EduIllustrate: Towards Scalable Automated Generation Of Multimodal Educational Content
This addresses the problem of scalable automated educational content generation for K-12 STEM educators and developers, though it is incremental as it focuses on benchmarking rather than a new method.
The paper tackles the lack of evaluation for LLMs in generating multimodal educational content by introducing EduIllustrate, a benchmark for text-diagram explanations in K-12 STEM, and finds that Gemini 3.0 Pro Preview leads with 87.8% performance while sequential anchoring improves visual consistency by 13% at 94% lower cost.

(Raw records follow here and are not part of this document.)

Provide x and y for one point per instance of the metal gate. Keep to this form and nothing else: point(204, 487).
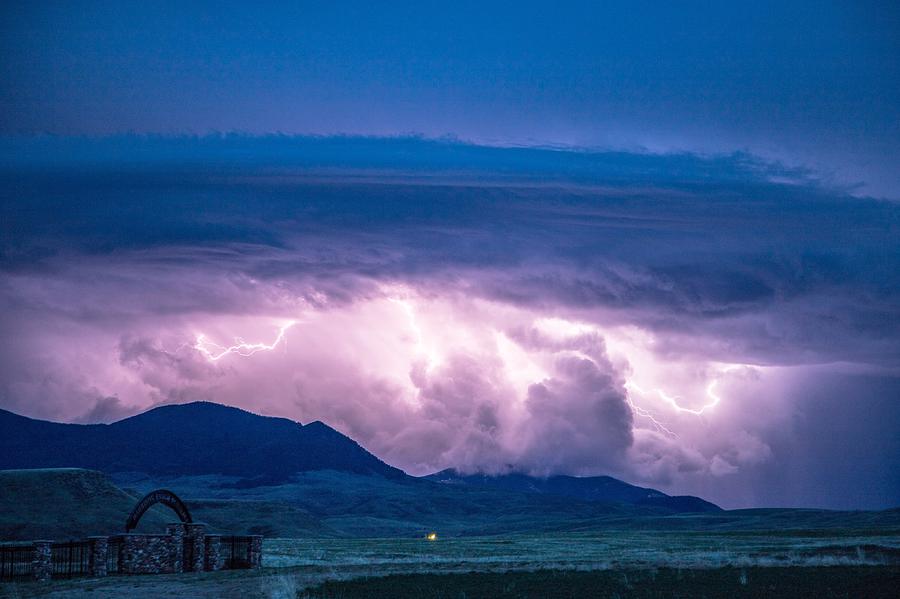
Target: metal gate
point(16, 562)
point(70, 558)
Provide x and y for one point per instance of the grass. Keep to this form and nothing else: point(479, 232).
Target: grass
point(734, 583)
point(627, 563)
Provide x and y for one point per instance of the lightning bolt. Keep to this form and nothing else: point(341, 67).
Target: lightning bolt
point(644, 413)
point(215, 352)
point(422, 349)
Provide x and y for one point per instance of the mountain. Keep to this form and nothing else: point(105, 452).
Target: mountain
point(604, 489)
point(189, 439)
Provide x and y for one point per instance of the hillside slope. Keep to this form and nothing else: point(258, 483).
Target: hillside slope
point(187, 439)
point(67, 503)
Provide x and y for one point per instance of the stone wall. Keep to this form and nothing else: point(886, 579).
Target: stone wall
point(150, 554)
point(184, 548)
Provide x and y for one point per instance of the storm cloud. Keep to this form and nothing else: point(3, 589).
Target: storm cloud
point(664, 318)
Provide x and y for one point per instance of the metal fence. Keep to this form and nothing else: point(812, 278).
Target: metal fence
point(70, 558)
point(16, 562)
point(236, 550)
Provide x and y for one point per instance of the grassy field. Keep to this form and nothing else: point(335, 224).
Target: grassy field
point(624, 564)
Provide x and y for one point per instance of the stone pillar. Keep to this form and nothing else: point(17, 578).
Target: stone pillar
point(128, 559)
point(41, 566)
point(195, 535)
point(255, 552)
point(99, 553)
point(214, 558)
point(176, 546)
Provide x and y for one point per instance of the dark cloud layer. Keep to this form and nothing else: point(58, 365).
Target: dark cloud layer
point(115, 252)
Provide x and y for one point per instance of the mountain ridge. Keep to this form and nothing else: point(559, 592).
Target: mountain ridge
point(200, 438)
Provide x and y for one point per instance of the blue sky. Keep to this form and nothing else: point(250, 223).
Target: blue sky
point(812, 84)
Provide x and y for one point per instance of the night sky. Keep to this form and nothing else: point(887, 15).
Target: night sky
point(656, 242)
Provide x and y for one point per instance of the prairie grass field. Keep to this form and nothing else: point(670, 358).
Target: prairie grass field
point(833, 563)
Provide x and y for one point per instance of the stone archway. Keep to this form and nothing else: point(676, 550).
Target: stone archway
point(163, 496)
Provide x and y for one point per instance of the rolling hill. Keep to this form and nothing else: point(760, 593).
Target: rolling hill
point(188, 439)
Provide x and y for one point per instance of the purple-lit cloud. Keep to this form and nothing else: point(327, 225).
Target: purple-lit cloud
point(669, 327)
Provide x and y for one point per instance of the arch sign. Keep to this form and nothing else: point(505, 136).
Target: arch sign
point(162, 496)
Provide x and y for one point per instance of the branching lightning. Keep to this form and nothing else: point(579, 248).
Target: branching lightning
point(644, 413)
point(215, 352)
point(431, 356)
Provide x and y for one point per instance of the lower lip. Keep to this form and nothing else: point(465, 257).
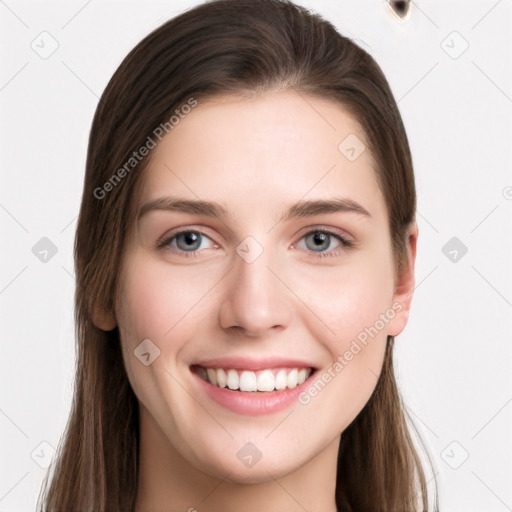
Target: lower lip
point(253, 403)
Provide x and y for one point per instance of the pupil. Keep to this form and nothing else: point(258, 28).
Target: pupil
point(321, 239)
point(190, 238)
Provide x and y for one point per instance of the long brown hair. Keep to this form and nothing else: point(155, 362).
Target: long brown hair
point(221, 47)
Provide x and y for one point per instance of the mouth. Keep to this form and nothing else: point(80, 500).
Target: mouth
point(268, 380)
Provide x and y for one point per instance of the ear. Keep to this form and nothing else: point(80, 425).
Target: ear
point(103, 320)
point(404, 286)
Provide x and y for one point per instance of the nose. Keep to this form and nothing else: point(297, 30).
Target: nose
point(256, 302)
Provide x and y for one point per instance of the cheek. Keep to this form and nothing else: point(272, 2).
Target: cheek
point(158, 303)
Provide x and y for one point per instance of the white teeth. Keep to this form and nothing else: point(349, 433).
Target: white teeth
point(222, 380)
point(232, 379)
point(248, 382)
point(291, 380)
point(264, 380)
point(280, 382)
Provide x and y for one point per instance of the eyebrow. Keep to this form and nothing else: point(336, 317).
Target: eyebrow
point(303, 208)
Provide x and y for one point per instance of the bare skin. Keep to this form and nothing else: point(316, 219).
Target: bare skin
point(257, 157)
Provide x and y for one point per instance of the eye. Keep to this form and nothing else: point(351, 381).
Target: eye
point(187, 241)
point(319, 240)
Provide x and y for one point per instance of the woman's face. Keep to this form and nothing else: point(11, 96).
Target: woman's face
point(260, 286)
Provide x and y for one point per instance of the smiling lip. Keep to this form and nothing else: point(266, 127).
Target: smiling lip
point(253, 364)
point(252, 403)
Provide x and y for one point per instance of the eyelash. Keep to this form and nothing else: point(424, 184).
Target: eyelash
point(346, 244)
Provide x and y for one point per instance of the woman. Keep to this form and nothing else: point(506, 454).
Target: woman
point(244, 258)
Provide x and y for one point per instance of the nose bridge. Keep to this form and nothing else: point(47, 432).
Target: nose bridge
point(256, 299)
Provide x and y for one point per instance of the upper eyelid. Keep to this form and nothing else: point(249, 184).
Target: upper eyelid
point(338, 232)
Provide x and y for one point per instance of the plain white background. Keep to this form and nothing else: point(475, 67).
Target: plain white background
point(450, 68)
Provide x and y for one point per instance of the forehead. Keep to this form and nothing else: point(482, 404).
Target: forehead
point(274, 148)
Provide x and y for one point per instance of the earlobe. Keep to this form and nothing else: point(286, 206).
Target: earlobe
point(404, 286)
point(103, 320)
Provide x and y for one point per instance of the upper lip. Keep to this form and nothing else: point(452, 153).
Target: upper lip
point(254, 364)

Large language models are increasingly used as educational assistants, yet evaluation of their educational capabilities remains concentrated on question-answering and tutoring tasks. A critical gap exists for multimedia instructional content generation -- the ability to produce coherent, diagram-rich explanations that combine geometrically accurate visuals with step-by-step reasoning. We present EduIllustrate, a benchmark for evaluating LLMs on interleaved text-diagram explanation generation for K-12 STEM problems. The benchmark comprises 230 problems spanning five subjects and three grade levels, a standardized generation protocol with sequential anchoring to enforce cross-diagram visual consistency, and an 8-dimension evaluation rubric grounded in multimedia learning theory covering both text and visual quality. Evaluation of ten LLMs reveals a wide performance spread: Gemini 3.0 Pro Preview leads at 87.8\%, while Kimi-K2.5 achieves the best cost-efficiency (80.8\% at \\$0.12/problem). Workflow ablation confirms sequential anchoring improves Visual Consistency by 13\% at 94\% lower cost. Human evaluation with 20 expert raters validates LLM-as-judge reliability for objective dimensions ($Ï\geq 0.83$) while revealing limitations on subjective visual assessment.